Huang has lobbied Washington to overturn those rules—arguing that they’re counterproductive to the national security concerns they are meant to serve. But even after some rollback of the toughest elements, Nvidia isn’t currently projecting any sales from AI accelerators in China.
“Our forecast for China is zero,” Huang said in a Bloomberg TV interview. “We would love the opportunity to be able to reengage the Chinese market with excellent products.”
Nvidia’s ‘circular’ AI deals
Some investors also have expressed concerns about the structure of the megadeals that Nvidia has struck with customers. The transactions involve investments in startups such as OpenAI and Anthropic PBC, raising the issue of whether the pacts are creating artificial demand for computers.
Earlier this week, Nvidia and customer Microsoft Corp. said they’ve committed to invest as much as $15 billion in Anthropic. The startup has also pledged to purchase $30 billion of computing capacity from Microsoft’s Azure cloud service and will work with Nvidia’s engineers on fine-tuning chips and AI models.
On the conference call, Huang was questioned about the deals with OpenAI and Anthropic. Huang said Nvidia’s investment in OpenAI, which still hasn’t been finalised, will provide a good return, he said. Backing Anthropic, meanwhile, will help establish ties with a company that hasn’t been a big user of Nvidia’s technology, he said.
Nvidia vs Others
Some Nvidia rivals have grown more optimistic that they can finally challenge the company’s dominance in AI accelerators. Earlier this month, AMD predicted accelerating growth for its AI chip business and talked up the prospects for forthcoming products.
AMD, Broadcom Inc. and Qualcomm Inc. have all announced tie-ups with large users of Nvidia’s chips. And data centre operators are increasingly looking to use more in-house designs—an effort that would make them less dependent on Nvidia supply.
Huang on Wednesday said that the competitive pressure remains low. More customers are coming to Nvidia after trying out alternatives than ever before, he said. The complexity of AI computer systems has put Nvidia in a strong position, Huang said.
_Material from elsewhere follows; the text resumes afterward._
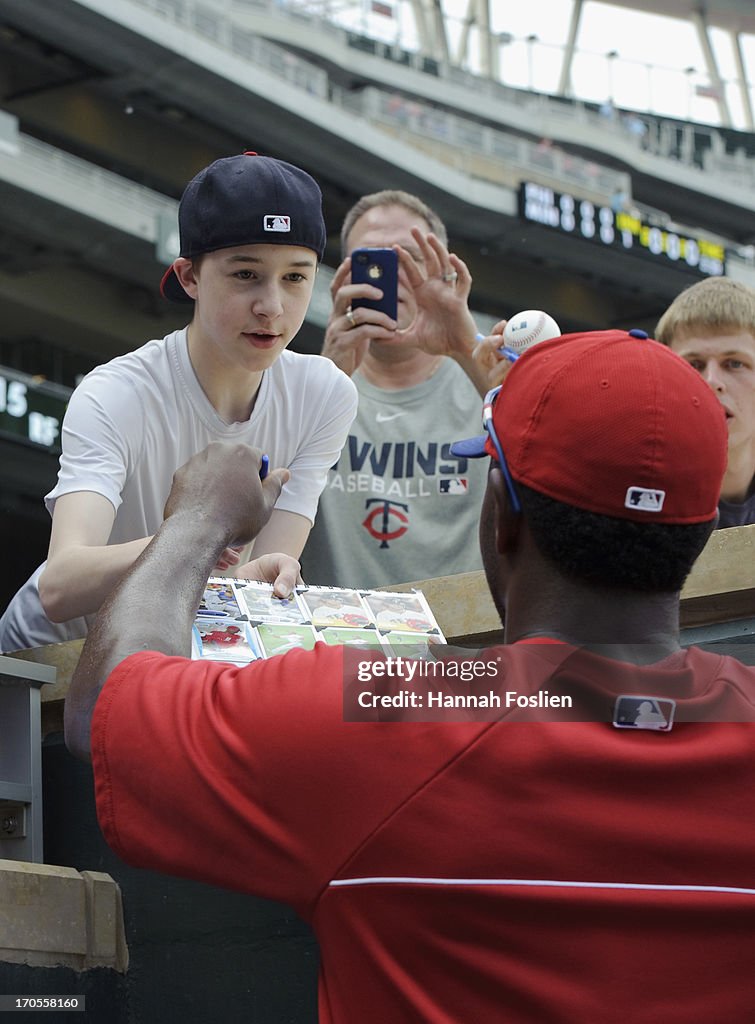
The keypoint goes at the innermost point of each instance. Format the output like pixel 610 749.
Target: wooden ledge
pixel 720 589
The CEO is also pushing to spread the use of AI across more of the worldwide economy. The CEO has embarked on a globe-trotting tour to persuade government bodies and corporations to deploy his technology.
Nvidia — Then & Now
Nvidia, founded in 1993, pioneered the market for graphics chips used to create realistic images for computer games. AMD is its only remaining major rival in that business.
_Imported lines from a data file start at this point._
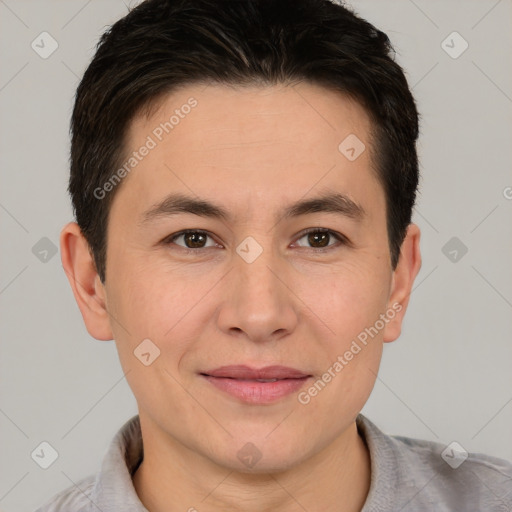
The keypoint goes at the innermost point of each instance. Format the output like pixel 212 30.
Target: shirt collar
pixel 114 490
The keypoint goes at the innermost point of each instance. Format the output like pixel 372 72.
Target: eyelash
pixel 342 240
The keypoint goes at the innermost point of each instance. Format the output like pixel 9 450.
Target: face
pixel 283 266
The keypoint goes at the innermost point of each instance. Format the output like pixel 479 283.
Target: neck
pixel 172 478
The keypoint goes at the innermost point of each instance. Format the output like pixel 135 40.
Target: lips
pixel 256 386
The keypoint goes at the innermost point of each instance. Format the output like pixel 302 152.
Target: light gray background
pixel 449 375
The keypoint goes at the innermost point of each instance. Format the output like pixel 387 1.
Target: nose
pixel 259 304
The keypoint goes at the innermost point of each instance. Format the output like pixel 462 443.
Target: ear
pixel 407 269
pixel 85 282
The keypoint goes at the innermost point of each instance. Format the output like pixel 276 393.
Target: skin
pixel 252 150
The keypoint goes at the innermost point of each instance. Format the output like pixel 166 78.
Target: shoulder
pixel 431 475
pixel 456 478
pixel 76 498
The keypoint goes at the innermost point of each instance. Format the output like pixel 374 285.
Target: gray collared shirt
pixel 406 475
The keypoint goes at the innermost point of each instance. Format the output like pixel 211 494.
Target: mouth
pixel 256 386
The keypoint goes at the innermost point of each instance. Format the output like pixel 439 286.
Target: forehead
pixel 273 141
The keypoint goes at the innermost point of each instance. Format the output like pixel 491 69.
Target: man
pixel 243 175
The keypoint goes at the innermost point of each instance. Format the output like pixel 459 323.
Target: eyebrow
pixel 177 203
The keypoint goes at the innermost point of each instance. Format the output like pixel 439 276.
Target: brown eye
pixel 320 239
pixel 191 239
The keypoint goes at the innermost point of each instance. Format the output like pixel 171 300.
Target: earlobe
pixel 87 288
pixel 402 282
Nvidia built its AI dominance by adapting that same chip architecture to crunch massive amounts of data—helping researchers create software that’s begun to rival and resemble human capabilities.
The Santa Clara, California-based company still has more than 90% of the market for AI accelerator chips. It’s added other products to that lineup to help solidify its edge, including networking, software and other services.
“Business is very strong,” Huang said in the interview. “We have done a good job planning for a very strong year.”